Paschal Donohoe noted that consumer spending increased by 12.5%, though it still remains below its pre-pandemic level.
“Looking at housing in particular, in the four quarters to end of the second quarter this year, there were roughly 21,000 housing completions and 27,000 starts. This will provide much needed momentum into the second half of this year, with housing supply set to be further boosted by the Government’s new Housing for All strategy,” he added.
The Finance Minister predicted that the recovery in MDD is expected to continue in the third quarter with more sectors re-opening, although at a somewhat softer pace.
He said that data from payment card transactions showed positive but easing rates of growth in spending in July and August.
“Similarly in the labour market, the numbers of persons on the pandemic payment has fallen by 70% from the third wave peak of 486,000 in early February, with large declines seen throughout June and July, though the pace of decline moderated in August,” he added.
“While I am conscious that there are many risks on the horizon, not least in terms of the unpredictable epidemiology of the virus, today’s positive economic data alongside the robust tax data for August which we are publishing later today, mean that we can approach the forthcoming Budget with a far greater degree of confidence than at any time since the pandemic began,” Mr Donohoe stated.
Ireland confirmed as EU’s fastest growing economy
Today’s GDP figures confirm Ireland’s position as the fastest growing economy in the European Union.
Much of this is down to the continuing strong performance in the pharmaceutical and computer services sectors, both of which are dominated by foreign-owned multinationals.
In an analysis accompanying today’s figures, the CSO shows how the industrial sector, which includes pharmaceutical companies, grew by 158% since the first quarter of 2019.
The Information and Communication sector, which includes the computer services sector, grew by 143% over the same period.
The CSO also revealed some headline results from a survey it conducted with 60 of the largest firms in these sectors.
It found that for pharmaceutical companies, the main areas of activity in Ireland which have contributed to their growth are “active pharmaceutical ingredients” which are the ingredients for medicines, “biologics” which are drug ingredients made from living organisms and “bulk dose” manufacturing which is another component of medicines.
For computer services companies, the main areas of activities contributing to growth were software licensing, web-enabled services and the research and development of products.
A breakdown of today’s CSO figures shows how dramatic the recovery has been in certain parts of the domestic economy.
The sale of clothes rose by about 190% in May, compared to April.
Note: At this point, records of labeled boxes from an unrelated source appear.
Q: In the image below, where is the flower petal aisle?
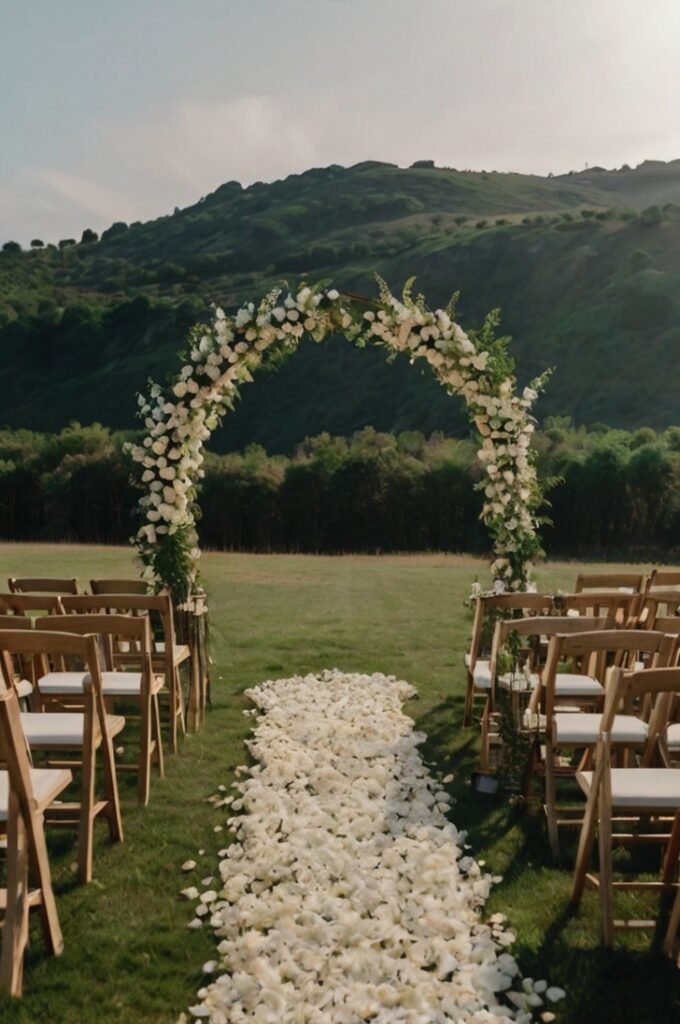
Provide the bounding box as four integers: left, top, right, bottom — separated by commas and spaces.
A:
184, 671, 562, 1024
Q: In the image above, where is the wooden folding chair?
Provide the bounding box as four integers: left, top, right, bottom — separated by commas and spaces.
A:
0, 616, 125, 883
62, 594, 186, 754
36, 612, 165, 807
646, 569, 680, 594
555, 590, 642, 629
463, 593, 553, 726
541, 630, 678, 860
0, 614, 35, 710
0, 676, 72, 995
481, 615, 609, 770
7, 577, 79, 594
571, 668, 680, 952
573, 572, 645, 594
638, 587, 680, 630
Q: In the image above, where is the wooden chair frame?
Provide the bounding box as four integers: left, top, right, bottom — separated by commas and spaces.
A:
36, 612, 165, 807
571, 668, 680, 953
0, 616, 124, 883
58, 594, 184, 754
555, 590, 642, 629
463, 593, 553, 726
573, 572, 646, 594
0, 676, 72, 996
539, 620, 678, 861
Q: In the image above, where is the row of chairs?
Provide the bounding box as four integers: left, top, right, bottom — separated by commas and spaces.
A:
0, 578, 189, 994
466, 573, 680, 953
463, 573, 680, 726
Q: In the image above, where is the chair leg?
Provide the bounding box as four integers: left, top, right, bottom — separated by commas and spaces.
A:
463, 670, 474, 728
78, 719, 96, 885
152, 693, 165, 778
28, 814, 63, 956
571, 787, 598, 906
0, 792, 29, 996
664, 876, 680, 961
662, 812, 680, 887
479, 697, 491, 772
598, 773, 613, 947
137, 693, 152, 807
545, 736, 559, 863
101, 731, 125, 843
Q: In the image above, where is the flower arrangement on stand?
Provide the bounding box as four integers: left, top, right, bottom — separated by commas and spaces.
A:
129, 278, 546, 606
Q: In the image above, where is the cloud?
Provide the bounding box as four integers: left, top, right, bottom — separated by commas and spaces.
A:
104, 96, 321, 205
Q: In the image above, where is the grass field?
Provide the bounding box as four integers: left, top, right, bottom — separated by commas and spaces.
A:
0, 544, 680, 1024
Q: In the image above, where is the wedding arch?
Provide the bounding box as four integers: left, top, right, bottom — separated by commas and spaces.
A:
129, 278, 546, 604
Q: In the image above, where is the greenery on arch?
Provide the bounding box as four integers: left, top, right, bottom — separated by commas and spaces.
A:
130, 278, 546, 603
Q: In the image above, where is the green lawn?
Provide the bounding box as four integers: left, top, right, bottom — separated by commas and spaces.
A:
0, 544, 680, 1024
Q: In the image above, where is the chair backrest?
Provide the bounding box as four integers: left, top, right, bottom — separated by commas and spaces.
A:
0, 615, 33, 630
7, 577, 78, 594
598, 667, 680, 768
36, 611, 152, 677
542, 630, 680, 722
0, 616, 107, 731
0, 594, 63, 615
62, 593, 175, 673
491, 615, 611, 690
639, 587, 680, 630
555, 590, 642, 627
573, 572, 645, 594
90, 580, 150, 594
646, 569, 680, 593
470, 593, 553, 670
Department store sales rose by almost 170% in the same month while the sale of books rose by around 140% in the month of June.
Accommodation and food also saw a 90% increase in the month of June.
Overall personal consumption expenditure rose by 12.6% in the second quarter compared to the first, up 6.9% for goods and 16.8% for services.
On an annual basis, personal consumption expenditure was up 19.4% with the consumption of goods up 27.3% and services up 14.5%.
As has been the pattern during the lockdown, online sales fell back as shops reopened, the CSO noted.
Commenting on today’s CSO figures, Ibec economist Hazel Ahern-Flynn said they showed broad-based growth among domestic-facing sectors, on the back of growing consumption and investment, while Ireland’s export growth continues on its impressive upwards trajectory.
Ms Ahern-Flynn said the improvements in domestic demand are a welcome signal that the recovery is now being felt more widely across the economy.
“While this is positive news, this strong growth brings its own challenges as both labour constraints and input prices continue to rise on the back of increased demand,” she said.
“As the resumption of normal activity continues, the focus can now shift towards supporting a sustainable and continued recovery, along with leveraging the available resources to invest in Ireland’s future growth,” she added.